Sie mußten damals nicht nur anderen, sondern auch sich selbst beweisen, daß das Gehirn einer Frau zu denselben intellektuellen Leistungen in der Lage ist, wie das eines Mannes, daß sie nicht erkranken oder sterben würden, wenn sie Logarithmen ausgesetzt werden - oder dem Sport. Sie mußten außer den öffentlichen Vorurteilen auch ihre eigenen Ängste niederkämpfen, nicht damenhaft zu sein oder zu geschlechtslosen Wesen zu werden, wenn sie versuchten, als Ärztinnen oder Politikerinnen auszuharren. Die ersten Mädchen, die von zu Hause fort auf Colleges gingen, hatten Sorge, ob sie einen Ehemann finden würden, wenn sie sich als allzu geistreich oder allzu interessiert an unweiblichen Dingen wie Wissenschaft und Politik zeigten. Die Schlacht mußte geschlagen und gewonnen werden, nicht nur einmal, sondern immer und immer wieder, bis endlich diese Dinge selbstverständlich geworden waren. (Gelegentlich tauchen die alten Geister von neuem auf und müssen von neuem niedergeschlagen werden.)

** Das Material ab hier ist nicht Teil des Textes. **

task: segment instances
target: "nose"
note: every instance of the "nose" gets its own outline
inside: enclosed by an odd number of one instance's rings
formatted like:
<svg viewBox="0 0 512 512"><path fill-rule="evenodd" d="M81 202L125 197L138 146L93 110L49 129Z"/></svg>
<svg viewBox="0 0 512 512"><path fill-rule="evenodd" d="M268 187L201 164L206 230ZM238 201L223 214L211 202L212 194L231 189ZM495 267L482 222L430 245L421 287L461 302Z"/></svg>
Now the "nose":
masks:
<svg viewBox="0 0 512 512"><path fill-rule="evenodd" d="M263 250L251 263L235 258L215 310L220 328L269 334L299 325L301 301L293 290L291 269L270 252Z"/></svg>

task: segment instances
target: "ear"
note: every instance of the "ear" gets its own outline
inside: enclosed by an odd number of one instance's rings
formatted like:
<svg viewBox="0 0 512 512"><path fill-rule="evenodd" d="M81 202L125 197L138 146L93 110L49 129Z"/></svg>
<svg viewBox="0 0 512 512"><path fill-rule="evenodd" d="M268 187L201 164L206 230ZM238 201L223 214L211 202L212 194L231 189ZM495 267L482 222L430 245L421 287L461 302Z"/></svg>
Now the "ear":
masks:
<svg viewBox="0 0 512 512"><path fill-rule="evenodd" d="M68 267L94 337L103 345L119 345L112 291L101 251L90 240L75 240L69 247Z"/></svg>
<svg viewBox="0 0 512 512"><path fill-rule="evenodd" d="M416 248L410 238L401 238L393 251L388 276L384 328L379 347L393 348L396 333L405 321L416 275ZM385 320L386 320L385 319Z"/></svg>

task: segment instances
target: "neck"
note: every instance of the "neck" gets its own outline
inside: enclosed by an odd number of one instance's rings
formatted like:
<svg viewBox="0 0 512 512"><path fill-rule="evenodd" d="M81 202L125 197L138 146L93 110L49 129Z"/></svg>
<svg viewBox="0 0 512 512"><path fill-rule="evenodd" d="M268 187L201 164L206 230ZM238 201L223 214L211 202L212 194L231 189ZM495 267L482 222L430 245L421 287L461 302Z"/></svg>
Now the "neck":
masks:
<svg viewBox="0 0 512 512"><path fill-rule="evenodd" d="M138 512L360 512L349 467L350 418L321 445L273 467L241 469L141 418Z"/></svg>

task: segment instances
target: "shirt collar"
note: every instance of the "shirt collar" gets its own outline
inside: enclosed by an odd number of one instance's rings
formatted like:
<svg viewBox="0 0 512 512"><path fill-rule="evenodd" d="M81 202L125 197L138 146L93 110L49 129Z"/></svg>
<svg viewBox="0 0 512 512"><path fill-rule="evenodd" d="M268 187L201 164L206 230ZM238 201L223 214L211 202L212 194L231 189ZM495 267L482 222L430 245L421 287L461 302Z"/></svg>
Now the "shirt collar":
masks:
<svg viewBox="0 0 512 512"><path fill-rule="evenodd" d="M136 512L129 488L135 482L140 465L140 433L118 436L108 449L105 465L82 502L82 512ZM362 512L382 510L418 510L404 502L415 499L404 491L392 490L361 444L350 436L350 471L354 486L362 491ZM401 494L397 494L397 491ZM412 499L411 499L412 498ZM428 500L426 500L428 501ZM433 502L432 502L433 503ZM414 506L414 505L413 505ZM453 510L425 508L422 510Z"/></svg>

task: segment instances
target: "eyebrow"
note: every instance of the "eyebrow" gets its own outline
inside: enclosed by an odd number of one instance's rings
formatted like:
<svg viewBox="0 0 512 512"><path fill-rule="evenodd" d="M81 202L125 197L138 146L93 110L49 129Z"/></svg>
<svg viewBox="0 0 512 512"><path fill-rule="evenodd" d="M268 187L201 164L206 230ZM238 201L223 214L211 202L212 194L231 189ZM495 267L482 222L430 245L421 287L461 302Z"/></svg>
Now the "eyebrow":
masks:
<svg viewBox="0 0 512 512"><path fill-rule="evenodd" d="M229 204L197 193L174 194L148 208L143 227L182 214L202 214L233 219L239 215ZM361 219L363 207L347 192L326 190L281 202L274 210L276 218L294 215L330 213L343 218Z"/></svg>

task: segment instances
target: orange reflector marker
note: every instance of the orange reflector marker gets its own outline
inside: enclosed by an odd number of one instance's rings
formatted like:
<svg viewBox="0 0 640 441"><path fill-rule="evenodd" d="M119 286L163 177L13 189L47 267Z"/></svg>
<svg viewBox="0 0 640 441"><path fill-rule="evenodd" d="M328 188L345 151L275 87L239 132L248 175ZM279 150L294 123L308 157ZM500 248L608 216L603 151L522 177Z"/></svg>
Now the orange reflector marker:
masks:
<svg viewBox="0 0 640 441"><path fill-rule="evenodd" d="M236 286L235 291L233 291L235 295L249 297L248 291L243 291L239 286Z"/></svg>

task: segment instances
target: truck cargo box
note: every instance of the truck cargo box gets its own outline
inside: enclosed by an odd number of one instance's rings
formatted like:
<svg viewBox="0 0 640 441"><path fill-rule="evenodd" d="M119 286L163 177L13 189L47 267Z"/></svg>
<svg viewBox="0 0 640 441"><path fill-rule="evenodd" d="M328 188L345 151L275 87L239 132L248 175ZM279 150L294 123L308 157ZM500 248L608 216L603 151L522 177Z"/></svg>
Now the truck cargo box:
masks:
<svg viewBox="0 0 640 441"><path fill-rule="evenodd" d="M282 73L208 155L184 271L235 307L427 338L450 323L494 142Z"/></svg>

Die Vorurteile, die diese Frauen in Frage stellten, und die Ängste, die sie überwanden, hatten ihren Ursprung im Bannspruch der Natur, nach welchem Frauen Kinder gebären und folglich Kinder aufziehen und sich um den Haushalt kümmern. Gewohnheit und Sitte zusammen machten aus der Frau ein Wesen, dem man sehr wenig anderes zutraute. Die Frau von heute weiß, daß sie eine ganze Menge anderes kann. Besonders wenn sie sich für das Muttersein entscheidet, muß sie sich dieser Herausforderung stellen und sich fragen, wieviel sie sonst noch tun kann und wie bald. Wie sie diese Fragen beantwortet und welche Wahl sie trifft, das könnte endlich Gegenstand anderer Geschichtsbücher sein. In der Zwischenzeit ist es wichtig, weiter die Vergangenheit zu erforschen und ihre Bedeutung für die Gegenwart zu erhellen. Letztlich können alle Männer und Frauen von einem wahrheitsgetreueren und ausgewogeneren Frauenbild nur gewinnen, das aus einer Geschichte auftauchen wird, die zeigt, daß Frauen aktiv engagiert waren in der Gestaltung ihres eigenen Schicksals und des Schicksals dieses Landes.